Margaret Atwood’s classic novel, The Handmaid’s Tale, is about the future. Now, in Oryx and Crake, the future has changed. It’s much worse and bleaker. And we’re well on the road to it now.
The narrator is Snowman (a man once known as Jimmy), self-named though not self-created. As the story begins, he’s sleeping in a tree, wearing a dirty old bedsheet, mourning the loss of his beautiful and beloved Oryx and his best friend Crake, and slowly starving to death. Earlier, Snowman’s life was one of comparative privilege.
Crake and Jimmy live with all the other smart, rich people in the Compounds – gated company towns owned by biotech corporations. (Ordinary folks are kept outside the gates in the chaotic ‘pleeblands’.) Meanwhile, beautiful Oryx, raised as a child prostitute in Southeast Asia, finds her way to the West and meets Crake and Jimmy, setting up an inevitable love triangle.

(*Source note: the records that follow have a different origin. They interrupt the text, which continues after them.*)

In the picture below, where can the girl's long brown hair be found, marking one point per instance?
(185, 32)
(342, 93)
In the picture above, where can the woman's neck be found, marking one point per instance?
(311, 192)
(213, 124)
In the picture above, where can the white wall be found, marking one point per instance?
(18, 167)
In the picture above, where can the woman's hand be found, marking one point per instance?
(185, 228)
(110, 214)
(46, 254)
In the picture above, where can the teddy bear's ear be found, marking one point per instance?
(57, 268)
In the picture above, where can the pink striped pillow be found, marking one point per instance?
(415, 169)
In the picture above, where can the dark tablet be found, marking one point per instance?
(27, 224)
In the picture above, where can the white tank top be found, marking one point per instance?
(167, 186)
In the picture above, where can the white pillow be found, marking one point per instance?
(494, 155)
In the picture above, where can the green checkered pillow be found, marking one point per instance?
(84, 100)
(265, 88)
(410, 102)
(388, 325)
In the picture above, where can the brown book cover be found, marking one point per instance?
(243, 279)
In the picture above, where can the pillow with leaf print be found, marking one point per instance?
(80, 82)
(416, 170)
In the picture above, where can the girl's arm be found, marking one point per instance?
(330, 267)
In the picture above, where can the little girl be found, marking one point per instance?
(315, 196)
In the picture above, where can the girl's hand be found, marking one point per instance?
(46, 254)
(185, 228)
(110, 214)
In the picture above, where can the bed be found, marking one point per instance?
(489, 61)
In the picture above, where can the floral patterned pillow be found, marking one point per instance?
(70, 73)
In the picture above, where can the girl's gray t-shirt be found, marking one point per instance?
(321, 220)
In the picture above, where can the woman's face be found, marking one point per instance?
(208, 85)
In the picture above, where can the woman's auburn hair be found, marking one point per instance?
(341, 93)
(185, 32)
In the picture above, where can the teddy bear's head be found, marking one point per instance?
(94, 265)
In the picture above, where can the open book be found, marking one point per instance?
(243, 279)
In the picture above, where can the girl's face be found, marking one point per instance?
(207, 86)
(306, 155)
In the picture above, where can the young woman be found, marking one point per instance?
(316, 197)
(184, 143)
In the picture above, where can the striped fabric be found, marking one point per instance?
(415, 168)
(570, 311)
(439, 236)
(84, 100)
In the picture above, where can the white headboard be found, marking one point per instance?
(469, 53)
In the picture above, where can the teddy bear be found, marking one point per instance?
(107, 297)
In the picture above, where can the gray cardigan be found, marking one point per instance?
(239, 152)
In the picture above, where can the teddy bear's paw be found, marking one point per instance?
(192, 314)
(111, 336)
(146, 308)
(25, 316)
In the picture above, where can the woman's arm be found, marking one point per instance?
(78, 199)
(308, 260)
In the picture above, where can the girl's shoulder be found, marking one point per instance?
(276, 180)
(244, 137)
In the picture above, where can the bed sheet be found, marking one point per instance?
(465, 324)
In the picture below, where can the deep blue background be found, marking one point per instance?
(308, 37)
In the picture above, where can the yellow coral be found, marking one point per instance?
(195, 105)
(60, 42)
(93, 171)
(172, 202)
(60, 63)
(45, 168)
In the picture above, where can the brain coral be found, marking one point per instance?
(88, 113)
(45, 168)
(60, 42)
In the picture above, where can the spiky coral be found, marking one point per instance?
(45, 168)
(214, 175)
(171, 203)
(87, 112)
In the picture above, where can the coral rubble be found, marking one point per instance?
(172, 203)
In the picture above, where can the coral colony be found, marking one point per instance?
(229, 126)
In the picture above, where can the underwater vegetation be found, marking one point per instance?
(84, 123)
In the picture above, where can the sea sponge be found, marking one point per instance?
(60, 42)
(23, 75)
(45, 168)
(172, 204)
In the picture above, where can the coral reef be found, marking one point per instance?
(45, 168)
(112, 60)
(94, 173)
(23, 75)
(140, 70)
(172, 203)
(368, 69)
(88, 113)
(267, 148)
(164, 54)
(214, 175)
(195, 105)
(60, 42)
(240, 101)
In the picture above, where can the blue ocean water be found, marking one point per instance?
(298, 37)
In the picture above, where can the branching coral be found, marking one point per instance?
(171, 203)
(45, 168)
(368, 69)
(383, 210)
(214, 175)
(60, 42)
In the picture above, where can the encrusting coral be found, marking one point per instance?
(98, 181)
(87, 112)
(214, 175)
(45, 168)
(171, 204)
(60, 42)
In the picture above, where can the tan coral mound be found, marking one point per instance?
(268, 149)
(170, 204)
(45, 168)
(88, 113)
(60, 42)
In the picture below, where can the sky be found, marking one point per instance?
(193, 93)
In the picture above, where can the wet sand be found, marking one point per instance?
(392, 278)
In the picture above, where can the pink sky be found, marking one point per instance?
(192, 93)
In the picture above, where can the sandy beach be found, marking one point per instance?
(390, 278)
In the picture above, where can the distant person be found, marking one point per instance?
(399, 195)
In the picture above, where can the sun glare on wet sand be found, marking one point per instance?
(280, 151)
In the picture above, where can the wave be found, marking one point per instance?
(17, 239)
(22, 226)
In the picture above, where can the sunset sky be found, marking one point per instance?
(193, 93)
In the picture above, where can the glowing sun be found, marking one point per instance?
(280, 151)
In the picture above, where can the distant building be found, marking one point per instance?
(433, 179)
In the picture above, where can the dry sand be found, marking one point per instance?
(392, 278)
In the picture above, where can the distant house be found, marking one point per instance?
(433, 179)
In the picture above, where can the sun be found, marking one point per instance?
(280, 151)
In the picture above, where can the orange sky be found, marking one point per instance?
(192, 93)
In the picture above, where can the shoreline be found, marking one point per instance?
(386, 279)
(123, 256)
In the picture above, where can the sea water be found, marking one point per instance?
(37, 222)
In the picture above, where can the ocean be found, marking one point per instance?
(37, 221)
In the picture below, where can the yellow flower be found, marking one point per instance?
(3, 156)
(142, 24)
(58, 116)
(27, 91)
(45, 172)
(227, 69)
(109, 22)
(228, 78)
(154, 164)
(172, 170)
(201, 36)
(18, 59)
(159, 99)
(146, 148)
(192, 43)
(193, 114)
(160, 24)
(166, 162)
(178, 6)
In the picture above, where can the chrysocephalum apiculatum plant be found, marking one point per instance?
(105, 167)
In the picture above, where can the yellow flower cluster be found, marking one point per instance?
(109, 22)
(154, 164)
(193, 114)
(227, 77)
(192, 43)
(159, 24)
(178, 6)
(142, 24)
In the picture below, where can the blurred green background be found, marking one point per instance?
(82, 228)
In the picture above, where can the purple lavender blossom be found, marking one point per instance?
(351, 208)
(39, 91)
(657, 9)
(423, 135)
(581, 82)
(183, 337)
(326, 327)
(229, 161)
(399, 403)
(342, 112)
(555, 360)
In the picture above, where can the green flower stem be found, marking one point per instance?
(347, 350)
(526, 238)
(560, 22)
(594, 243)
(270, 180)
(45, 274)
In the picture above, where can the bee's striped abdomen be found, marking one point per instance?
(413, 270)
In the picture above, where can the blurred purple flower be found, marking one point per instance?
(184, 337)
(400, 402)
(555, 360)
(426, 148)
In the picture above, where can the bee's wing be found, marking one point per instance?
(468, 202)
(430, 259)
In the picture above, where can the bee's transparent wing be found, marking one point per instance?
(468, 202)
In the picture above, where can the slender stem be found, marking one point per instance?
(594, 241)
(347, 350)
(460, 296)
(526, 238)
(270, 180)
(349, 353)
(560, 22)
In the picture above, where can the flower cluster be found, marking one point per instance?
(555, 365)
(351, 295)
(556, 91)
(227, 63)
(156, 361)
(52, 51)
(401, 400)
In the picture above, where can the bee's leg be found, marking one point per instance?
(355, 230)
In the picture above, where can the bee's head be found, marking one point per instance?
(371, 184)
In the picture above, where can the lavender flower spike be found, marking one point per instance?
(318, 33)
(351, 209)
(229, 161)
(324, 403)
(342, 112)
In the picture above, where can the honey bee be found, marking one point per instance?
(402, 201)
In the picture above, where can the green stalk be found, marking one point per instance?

With breathtaking command of her shocking material and with her customary sharp wit and dark humour, Atwood projects us into a less-than-brave new world, an outlandish yet wholly believable space populated by a cast of characters who will continue to inhabit your dreams long after the last chapter.
Oryx and Crake, By Margaret Atwood, reviewed
First published in 2003, you might wonder why read it and review it now. Except of course this is a book that covers genetic splicing, cross breed creations, wolvogs, rakunks, pigoons, and snats anyone? And yes they have all gone wild, gone feral and are using their genetically enhanced intelligence to track, hunt and, as often as possible, eat tasty human flesh. Then you have the manipulation of the masses by multinational global corporations. Often both curing and yet also killing the global masses / markets / plebs they aim to extract revenue from.
To top it all there is, of course, a global plague, aka pandemic, which is taking out most to all of humanity. You might not say we are exactly in a parallel situation here in 2020, but you can see why this book might be a topical and appropriate book to be reading. Allied with her Handmaid’s Tale outings, this first part of the Maddaddam trilogy is a bold, enjoyable and prescient step into what our future may hold for us if we are not extremely careful. In this context it is all the more impressive that it was conceived, written, and published almost two decades ago now.
If you have not read anything by Margaret Atwood, then it might be a smart time to do so. Oryx and Crake could be a good entry point if you feel you are not quite ready for the darkness of the Handmaid books, (though you do need to read them very soon, before fact overtakes reality). There is a lightness and slight absurdity to it all, because, as we all know, if something is unrelentingly dark it can be hard to take. Either way it is a topical book to be reading.